Host gene differential expression

Following demultiplexing, sequencing reads were pseudo-aligned with kallisto71 to an index consisting of all transcripts associated with human protein coding genes (ENSEMBL release 99), long non-coding RNA, cytosolic and mitochondrial ribosomal RNA sequences, and the sequences of ERCC RNA standards. Gene-level counts were generated from the transcript-level abundance estimates using the R package tximport72, with the scaledTPM method. For quality control, we only retained samples with a total of at least 1,000,000 estimated protein-coding gene counts, and a proportion of ribosomal RNA to total RNA ≤ 50%, according to a previously described approach39. In addition, we only analyzed host genes with at least 10 counts in at least 20% of samples.
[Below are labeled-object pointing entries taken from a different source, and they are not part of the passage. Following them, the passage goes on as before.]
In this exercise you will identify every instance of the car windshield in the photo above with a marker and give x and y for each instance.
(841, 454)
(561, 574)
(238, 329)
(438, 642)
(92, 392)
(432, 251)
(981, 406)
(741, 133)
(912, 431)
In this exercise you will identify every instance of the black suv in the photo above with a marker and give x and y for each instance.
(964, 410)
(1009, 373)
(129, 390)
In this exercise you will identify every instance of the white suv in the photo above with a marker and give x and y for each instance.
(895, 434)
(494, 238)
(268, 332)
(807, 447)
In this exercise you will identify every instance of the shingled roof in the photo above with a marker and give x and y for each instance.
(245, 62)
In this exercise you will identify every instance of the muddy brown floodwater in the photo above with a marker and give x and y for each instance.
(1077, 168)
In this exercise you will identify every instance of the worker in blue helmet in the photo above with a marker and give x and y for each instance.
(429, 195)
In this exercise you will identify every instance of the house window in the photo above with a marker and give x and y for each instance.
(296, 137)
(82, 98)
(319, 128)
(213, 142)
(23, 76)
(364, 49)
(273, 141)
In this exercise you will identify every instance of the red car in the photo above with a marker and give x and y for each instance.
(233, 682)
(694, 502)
Differential expression analysis was performed in R (v4.3.2) using the package limma-voom73 (v3.58.1). For the comparison between 2°BP and No-BP patients, we adjusted for SARS-CoV-2 viral load rpM by adding the coefficient log10(rpM+1) to the linear model (without adjusting for any other covariates). For the analysis of host gene expression and the number of days on corticosteroid, we modeled gene expression on the number of days the patients had been receiving corticosteroid prior to sample collection (without adjusting for any other covariates). For the analyses of host gene expression and bacterial mass, we modeled gene expression on log10-transformed bacterial mass (without adjusting for any other covariates). For the analyses of corticosteroid recipients (or non-corticosteroid recipients), we restricted to patients who had (or had not) received treatment with steroids at any time prior to sample collection. Significant genes were identified using an FDR < 0.1. Differential expression analysis results are provided in Supplementary Data files as indicated.

GSEA was performed using the package fgsea (v1.28.0), and the Hallmark pathways were obtained from the package msigdbr (v7.5.1). The t-statistics (obtained from limma’s differential expression analysis) were used to rank all genes, and used as input for the fgseaMultilevel function (minSize = 15, maxSize = 500). Pathways with adjusted P value below 0.05 were considered statistically significant.

Reporting summary

Further information on research design is available in the Nature Portfolio Reporting Summary linked to this article.